Brush-tailed bettongs had been locally extinct on SA's Yorke Peninsula for more than 100 years. (HANDOUT/NORTHERN AND YORKE LANDSCAPE BOARD)

The scrubland of South Australia's Yorke Peninsula is brimming with the pitter-patter of little marsupial paws as a bettong baby boom brings the species back from the brink of extinction.

In a recent monitoring study, more than 95 per cent of female brush-tailed bettongs in the Dhilba Guuranda-Innes National Park were found with young in their pouches.

The animals, known as yalgiri to the local Narungga people, were recently introduced to the area as part of the Marna Banggara restoration project after they had been locally extinct for more than 100 years.

The diminutive creatures are members of the rat-kangaroo family and - as the name suggests - have long, bushy, brown tails that make up half the bettong's roughly 60cm length.

More than 190 yalgiri had been released in the park since 2021, with the majority originating in Western Australia and two smaller contingents coming from nearby Wedge Island, said ecologist Derek Sandow.

"If we can keep fox and feral cat numbers down, we're hopeful that within a few years, they will move through this native vegetation corridor into Warrenben, which is about 10km away," he said.

Researchers at Dhilba Guuranda-Innes National Park in SA
The Marna Banggara project aims to rebuild sustainable populations of endangered animals. (HANDOUT/NORTHERN AND YORKE LANDSCAPE BOARD)

Tom Hurley, an assistant curator at Monarto Safari Park, said the high proportion of females with joeys in pouch was of one of the most exciting parts of the monitoring exercise. 

"It proves that the population is breeding and thriving," he said.

Marna Banggara, formerly known as the Great Southern Ark, is a project aimed at allowing endangered species to rebuild a sustainable population on the mainland, away from habitat destruction and the predation of feral animals.

Located on the peninsula's southern tip, it provides an ideal sanctuary for vulnerable native critters to reproduce, bounded on three sides by water and protected at its eastern extent by a fence stretching from coast to coast.

Brush-tailed bettongs once occupied more than 60 per cent of mainland Australia before introduced predators and habitat loss pushed them to the brink of extinction.

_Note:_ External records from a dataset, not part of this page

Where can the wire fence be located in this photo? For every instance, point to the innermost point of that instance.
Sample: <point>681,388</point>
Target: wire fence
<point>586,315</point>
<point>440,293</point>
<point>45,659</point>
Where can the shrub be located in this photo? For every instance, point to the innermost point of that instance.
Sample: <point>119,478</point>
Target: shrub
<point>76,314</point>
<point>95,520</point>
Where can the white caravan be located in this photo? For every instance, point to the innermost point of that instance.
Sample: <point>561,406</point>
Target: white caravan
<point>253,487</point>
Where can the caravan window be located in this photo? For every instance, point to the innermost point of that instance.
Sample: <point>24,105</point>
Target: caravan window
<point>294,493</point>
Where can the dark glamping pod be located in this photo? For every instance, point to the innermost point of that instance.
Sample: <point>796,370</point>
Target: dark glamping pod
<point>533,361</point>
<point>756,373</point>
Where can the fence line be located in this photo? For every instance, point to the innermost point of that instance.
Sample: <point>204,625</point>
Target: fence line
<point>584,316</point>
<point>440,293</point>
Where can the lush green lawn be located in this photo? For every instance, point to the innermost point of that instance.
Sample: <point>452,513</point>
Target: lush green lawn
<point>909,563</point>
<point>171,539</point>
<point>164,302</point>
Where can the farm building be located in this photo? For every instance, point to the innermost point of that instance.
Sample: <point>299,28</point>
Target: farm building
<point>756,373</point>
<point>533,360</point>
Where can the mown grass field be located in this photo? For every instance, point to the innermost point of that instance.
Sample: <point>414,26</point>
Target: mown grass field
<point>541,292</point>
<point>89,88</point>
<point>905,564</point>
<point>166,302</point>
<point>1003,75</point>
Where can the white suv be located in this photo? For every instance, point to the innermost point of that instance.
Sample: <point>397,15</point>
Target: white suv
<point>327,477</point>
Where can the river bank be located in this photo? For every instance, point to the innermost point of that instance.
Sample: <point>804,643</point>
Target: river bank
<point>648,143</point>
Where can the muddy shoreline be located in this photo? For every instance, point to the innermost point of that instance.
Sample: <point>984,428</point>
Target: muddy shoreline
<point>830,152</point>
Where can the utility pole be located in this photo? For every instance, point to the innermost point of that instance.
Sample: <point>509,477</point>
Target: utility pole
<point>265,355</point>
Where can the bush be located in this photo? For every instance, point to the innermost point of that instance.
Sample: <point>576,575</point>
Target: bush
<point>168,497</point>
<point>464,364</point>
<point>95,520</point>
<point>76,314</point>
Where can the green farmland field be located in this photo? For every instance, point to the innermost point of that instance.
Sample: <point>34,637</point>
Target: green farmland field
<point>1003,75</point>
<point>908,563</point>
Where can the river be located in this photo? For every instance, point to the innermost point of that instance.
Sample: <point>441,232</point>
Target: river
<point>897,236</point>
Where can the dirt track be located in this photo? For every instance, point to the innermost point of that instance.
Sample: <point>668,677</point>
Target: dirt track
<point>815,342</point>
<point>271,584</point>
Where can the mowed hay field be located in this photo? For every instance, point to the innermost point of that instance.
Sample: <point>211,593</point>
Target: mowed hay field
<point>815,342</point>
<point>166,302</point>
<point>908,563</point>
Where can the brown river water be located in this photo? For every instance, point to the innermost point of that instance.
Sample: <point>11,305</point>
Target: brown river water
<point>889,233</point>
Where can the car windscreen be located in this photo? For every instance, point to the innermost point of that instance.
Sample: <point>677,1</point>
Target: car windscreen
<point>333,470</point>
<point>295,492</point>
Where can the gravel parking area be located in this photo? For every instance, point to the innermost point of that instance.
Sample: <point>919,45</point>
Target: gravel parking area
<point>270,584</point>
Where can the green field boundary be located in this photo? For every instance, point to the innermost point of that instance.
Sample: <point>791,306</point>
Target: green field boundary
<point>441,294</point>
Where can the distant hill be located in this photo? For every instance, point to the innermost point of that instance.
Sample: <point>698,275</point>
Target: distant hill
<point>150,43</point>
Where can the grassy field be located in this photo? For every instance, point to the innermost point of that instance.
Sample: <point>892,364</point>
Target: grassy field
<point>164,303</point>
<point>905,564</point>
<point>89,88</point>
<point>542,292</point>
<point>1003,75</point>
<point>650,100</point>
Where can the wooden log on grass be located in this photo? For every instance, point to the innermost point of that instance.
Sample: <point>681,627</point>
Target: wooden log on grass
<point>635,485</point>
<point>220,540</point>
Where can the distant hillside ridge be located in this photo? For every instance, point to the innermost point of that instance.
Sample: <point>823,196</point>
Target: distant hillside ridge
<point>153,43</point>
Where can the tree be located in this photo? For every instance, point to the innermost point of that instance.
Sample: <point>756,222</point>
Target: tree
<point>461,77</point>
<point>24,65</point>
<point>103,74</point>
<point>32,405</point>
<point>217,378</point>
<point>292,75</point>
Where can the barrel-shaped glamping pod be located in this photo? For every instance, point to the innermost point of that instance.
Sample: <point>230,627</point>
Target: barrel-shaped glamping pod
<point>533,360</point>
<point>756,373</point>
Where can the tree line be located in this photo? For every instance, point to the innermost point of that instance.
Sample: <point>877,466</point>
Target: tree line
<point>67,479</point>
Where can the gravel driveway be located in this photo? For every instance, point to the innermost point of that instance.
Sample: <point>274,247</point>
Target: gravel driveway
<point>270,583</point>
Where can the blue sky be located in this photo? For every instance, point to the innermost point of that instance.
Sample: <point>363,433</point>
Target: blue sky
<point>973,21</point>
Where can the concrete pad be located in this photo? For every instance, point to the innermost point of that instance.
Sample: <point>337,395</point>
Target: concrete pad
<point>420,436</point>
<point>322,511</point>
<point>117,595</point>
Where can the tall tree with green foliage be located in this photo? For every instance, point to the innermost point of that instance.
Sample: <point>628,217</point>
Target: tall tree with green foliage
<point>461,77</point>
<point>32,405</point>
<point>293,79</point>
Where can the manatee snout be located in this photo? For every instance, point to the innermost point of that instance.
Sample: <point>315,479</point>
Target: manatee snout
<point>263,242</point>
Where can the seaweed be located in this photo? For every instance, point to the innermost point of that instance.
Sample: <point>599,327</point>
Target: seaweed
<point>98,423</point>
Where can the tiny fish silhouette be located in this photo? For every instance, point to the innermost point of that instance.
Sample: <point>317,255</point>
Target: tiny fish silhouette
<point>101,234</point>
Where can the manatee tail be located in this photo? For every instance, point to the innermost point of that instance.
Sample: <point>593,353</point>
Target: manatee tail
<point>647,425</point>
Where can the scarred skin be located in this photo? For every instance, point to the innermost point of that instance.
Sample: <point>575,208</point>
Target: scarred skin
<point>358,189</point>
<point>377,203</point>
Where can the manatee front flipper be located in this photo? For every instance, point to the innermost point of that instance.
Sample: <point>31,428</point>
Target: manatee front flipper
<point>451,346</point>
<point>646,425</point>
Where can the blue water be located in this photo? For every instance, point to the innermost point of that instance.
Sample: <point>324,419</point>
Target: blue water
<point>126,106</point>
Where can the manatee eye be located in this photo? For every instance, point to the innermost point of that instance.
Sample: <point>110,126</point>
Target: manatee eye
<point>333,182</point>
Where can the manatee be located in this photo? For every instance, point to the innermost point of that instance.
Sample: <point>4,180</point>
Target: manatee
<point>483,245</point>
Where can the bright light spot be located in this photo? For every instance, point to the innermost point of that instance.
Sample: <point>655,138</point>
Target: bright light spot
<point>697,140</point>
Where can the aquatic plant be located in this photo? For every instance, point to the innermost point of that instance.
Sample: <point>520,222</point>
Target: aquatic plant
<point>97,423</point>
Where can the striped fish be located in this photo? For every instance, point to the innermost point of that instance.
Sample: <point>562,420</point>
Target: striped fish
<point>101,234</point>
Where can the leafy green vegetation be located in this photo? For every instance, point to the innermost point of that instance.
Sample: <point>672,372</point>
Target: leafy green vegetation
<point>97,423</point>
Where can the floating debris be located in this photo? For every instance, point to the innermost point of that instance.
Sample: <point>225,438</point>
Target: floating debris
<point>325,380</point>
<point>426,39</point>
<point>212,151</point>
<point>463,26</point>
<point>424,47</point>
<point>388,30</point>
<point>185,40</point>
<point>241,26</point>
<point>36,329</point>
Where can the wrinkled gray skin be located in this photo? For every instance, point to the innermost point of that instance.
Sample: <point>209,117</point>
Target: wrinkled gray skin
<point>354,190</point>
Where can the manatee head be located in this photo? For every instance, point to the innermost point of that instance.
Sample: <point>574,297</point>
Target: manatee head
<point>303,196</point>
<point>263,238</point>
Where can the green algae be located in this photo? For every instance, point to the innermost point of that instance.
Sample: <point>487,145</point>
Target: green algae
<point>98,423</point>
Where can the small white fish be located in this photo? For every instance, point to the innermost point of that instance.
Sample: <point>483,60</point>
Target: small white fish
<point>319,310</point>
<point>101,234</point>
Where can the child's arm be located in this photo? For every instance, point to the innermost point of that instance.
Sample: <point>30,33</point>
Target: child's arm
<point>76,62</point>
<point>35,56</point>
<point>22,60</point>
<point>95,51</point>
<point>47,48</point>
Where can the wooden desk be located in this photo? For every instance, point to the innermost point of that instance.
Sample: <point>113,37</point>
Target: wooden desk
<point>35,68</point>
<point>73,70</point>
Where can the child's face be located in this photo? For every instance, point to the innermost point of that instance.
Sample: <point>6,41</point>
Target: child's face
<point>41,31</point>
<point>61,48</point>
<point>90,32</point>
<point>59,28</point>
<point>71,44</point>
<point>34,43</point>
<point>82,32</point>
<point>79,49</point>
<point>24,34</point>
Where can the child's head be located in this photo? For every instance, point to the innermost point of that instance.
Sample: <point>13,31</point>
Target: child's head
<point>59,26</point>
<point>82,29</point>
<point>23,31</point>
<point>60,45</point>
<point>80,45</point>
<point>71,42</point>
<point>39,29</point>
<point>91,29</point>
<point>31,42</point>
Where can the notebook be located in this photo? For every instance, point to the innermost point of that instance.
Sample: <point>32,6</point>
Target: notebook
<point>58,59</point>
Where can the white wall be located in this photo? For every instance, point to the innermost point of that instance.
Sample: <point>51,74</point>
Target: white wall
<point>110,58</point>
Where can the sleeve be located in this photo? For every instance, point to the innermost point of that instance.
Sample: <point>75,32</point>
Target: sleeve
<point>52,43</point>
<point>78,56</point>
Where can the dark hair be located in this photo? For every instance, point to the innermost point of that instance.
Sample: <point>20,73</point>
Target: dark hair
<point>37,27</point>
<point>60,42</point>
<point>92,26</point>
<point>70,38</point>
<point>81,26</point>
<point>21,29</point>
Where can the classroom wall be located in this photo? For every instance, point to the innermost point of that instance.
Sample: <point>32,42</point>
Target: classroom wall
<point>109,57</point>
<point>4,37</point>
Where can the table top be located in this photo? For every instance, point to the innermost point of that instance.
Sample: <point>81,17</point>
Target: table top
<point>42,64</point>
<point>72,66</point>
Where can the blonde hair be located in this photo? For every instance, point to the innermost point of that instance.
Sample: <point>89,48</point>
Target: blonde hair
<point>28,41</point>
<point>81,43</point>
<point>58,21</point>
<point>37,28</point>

The species only survived in tiny pockets of Western Australia, offshore islands in South Australia, and in a handful of fenced sanctuaries.

They support the landscape by turning over dirt and leaf litter while searching for food such as fungi, allowing water to seep into the soil and native seeds to germinate and disperse. 

National Parks and Wildlife Service ranger April McInerney said the bettongs have already made a noticeable difference rejuvenating land once used for farms and mining.

"With the pastoral scars, they've dug up the earth and allowed more seeds and water to come in which is actually rehabilitating those areas," she said.

Other locally extinct species like the southern brown bandicoot, red-tailed phascogale, and western quoll will also eventually be reintroduced to Marna Banggara to support the ecosystem.